Streams processing features:
Complex streams processing (multiple events and streams)
Time, windows, and transformations
Streams API, includes state store
This a visualization of the streams topology from the streams processing pipeline from my previous blog series, Kongo, a Kafka IoT logistics application.
It continuously computes the loads for trucks and checks if they are overloaded.

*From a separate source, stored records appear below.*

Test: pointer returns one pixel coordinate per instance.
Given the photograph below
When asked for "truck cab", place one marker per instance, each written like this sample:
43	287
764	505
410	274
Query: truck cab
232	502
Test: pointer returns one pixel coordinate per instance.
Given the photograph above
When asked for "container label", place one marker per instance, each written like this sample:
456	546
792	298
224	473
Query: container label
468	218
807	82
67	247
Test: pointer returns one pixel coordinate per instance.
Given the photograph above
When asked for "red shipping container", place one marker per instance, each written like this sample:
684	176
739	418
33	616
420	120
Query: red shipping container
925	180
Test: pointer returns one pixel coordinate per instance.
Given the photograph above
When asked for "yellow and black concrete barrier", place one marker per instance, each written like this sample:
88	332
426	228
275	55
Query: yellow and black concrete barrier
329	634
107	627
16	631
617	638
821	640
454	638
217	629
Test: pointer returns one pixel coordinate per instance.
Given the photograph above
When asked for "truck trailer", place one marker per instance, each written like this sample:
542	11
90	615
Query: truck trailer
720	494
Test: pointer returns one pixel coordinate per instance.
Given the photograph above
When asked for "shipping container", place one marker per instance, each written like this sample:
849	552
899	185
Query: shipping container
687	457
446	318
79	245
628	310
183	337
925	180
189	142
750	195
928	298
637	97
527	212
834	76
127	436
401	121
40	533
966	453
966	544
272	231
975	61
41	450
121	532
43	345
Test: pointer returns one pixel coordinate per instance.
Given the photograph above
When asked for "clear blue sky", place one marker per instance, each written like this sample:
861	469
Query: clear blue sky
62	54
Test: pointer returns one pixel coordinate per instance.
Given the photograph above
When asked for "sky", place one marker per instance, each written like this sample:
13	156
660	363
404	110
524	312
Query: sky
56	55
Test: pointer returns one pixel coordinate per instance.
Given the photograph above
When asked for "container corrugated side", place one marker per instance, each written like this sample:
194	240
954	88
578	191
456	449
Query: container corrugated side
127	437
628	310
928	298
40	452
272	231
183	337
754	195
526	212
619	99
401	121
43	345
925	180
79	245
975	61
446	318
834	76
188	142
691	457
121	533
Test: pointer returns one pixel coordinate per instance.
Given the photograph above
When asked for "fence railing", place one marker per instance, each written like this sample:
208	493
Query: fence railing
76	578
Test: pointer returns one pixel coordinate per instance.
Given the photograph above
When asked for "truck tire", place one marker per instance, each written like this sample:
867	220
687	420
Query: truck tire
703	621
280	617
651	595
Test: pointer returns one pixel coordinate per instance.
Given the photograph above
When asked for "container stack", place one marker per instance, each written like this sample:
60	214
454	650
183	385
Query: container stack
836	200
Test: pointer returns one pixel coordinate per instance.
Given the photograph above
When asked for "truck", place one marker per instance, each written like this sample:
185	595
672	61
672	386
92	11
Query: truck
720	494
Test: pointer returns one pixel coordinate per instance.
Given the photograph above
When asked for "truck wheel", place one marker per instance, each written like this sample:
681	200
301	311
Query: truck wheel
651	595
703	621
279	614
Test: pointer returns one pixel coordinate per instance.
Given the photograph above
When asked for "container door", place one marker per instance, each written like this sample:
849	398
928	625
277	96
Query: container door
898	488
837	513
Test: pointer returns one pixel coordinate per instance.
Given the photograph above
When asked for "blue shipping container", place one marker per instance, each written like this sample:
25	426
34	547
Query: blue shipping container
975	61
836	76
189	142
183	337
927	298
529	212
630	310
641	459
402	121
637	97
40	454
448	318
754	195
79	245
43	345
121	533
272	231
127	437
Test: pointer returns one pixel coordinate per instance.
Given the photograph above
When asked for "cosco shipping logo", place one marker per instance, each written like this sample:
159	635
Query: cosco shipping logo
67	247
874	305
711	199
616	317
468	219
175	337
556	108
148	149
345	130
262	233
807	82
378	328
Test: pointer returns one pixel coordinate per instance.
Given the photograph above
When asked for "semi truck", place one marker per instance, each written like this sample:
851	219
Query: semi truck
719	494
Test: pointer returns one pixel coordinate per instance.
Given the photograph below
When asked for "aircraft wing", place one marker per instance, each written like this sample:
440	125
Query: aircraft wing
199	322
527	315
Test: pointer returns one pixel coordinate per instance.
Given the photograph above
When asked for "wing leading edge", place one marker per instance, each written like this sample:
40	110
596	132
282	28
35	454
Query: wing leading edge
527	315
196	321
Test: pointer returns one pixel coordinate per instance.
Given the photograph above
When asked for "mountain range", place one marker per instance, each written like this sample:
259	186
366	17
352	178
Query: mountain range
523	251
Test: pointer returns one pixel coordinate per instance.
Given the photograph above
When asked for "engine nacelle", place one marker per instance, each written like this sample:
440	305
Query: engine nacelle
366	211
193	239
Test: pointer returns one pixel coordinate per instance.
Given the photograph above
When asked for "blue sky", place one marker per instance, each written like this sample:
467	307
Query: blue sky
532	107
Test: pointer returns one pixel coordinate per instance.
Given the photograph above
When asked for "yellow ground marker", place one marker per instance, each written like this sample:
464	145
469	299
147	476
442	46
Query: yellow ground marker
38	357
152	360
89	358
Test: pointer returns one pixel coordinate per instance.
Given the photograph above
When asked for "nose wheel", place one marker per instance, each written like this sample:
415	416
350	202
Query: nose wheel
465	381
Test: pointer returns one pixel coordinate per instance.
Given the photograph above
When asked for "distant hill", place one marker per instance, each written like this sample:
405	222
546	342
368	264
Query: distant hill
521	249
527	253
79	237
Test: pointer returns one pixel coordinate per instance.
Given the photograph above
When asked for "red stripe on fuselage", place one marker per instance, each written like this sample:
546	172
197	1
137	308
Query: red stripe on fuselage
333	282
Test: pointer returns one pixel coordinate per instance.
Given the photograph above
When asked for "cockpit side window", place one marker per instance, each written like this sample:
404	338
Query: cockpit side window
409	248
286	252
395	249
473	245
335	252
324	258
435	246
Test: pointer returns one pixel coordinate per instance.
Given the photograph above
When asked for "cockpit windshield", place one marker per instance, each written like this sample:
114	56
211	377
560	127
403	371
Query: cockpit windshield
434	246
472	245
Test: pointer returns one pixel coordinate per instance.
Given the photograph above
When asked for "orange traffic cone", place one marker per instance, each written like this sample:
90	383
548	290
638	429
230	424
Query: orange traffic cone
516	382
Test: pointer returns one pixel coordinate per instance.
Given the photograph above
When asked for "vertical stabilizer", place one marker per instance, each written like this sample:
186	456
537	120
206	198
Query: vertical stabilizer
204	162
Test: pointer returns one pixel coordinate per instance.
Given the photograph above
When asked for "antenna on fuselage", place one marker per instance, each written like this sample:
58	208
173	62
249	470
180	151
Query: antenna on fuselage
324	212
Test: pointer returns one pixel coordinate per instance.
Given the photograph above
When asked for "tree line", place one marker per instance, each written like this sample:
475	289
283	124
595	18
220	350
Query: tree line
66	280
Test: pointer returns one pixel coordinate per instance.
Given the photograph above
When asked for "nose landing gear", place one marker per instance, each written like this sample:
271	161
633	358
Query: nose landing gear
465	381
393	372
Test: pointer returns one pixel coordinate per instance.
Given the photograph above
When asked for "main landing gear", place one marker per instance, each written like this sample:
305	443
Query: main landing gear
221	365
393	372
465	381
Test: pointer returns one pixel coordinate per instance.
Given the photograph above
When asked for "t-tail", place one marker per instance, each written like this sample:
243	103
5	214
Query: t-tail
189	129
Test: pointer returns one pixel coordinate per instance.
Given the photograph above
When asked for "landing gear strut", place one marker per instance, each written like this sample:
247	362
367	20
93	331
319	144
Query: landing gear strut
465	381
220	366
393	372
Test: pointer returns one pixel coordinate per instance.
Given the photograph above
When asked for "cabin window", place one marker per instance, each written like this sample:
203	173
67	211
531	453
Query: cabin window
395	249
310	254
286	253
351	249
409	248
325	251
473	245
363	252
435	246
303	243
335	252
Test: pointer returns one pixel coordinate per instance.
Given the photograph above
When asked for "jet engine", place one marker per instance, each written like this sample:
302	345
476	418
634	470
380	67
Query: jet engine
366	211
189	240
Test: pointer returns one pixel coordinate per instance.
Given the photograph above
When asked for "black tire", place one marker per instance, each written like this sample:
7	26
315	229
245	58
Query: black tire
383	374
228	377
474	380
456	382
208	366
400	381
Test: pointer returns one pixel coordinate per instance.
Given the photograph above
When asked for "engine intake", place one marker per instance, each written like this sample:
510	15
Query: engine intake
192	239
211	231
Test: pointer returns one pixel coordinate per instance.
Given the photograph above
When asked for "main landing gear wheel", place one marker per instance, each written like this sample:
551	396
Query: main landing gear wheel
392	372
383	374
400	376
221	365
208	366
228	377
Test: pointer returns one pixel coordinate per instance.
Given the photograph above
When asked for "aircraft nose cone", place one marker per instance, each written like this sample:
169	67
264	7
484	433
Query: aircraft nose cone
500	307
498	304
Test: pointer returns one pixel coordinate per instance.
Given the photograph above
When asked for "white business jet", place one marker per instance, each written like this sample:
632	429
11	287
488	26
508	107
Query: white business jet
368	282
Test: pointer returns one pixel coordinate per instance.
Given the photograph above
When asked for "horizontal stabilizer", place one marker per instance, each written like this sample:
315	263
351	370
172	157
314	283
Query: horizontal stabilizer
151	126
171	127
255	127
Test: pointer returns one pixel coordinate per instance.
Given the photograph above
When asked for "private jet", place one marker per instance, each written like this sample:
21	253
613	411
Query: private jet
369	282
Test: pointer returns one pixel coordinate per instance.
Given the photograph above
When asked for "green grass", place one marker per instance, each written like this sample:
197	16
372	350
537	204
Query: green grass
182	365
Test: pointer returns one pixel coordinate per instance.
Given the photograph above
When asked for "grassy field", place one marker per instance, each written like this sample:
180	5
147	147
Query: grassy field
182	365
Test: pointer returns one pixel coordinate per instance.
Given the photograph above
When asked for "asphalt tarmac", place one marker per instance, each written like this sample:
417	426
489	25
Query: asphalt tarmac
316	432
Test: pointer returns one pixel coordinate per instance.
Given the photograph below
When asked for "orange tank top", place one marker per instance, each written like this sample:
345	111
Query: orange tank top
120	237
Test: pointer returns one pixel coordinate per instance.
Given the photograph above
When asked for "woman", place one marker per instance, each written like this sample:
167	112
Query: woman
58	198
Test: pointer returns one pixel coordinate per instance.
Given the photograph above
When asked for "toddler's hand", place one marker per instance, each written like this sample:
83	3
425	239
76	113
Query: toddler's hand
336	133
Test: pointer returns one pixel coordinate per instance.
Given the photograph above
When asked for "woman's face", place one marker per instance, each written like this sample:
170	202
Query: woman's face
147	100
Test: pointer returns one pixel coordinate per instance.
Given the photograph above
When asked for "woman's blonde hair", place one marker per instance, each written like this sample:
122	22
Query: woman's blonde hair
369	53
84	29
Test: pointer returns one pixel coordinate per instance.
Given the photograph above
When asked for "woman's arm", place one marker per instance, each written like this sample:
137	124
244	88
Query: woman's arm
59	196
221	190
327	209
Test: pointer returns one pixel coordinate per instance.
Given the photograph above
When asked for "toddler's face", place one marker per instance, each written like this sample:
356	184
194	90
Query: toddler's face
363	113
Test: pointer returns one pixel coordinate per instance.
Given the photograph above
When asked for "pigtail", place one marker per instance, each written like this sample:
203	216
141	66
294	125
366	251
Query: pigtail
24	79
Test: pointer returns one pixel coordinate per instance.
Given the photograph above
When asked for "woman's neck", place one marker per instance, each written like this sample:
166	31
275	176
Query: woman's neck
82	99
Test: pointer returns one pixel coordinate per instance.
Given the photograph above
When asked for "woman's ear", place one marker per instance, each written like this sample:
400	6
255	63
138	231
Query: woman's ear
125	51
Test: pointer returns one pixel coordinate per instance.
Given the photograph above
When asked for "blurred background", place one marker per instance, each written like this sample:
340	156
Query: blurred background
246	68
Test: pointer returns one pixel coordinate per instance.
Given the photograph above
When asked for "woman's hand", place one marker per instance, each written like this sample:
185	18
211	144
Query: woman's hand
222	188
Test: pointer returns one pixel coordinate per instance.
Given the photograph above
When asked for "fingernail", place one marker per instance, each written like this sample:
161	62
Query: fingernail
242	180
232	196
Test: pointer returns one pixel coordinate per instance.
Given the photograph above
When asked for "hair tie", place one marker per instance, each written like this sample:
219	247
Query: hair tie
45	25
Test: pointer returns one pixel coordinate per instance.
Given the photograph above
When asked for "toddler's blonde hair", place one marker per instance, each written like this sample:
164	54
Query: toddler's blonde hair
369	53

Here’s a real example from Linkedin, who developed Kafka. Before Kafka they had spaghetti integration of monolithic applications.
To accommodate growing membership and increasing site complexity, they migrated from a monolithic application infrastructure to one based on microservices, which made the integration even more complex.
After Kafka
Rather than maintaining and scaling each pipeline individually, they invested in the development of a single, distributed pub-sub platform. Thus, Kafka was born. This main benefit was better Service decoupling and independent scaling.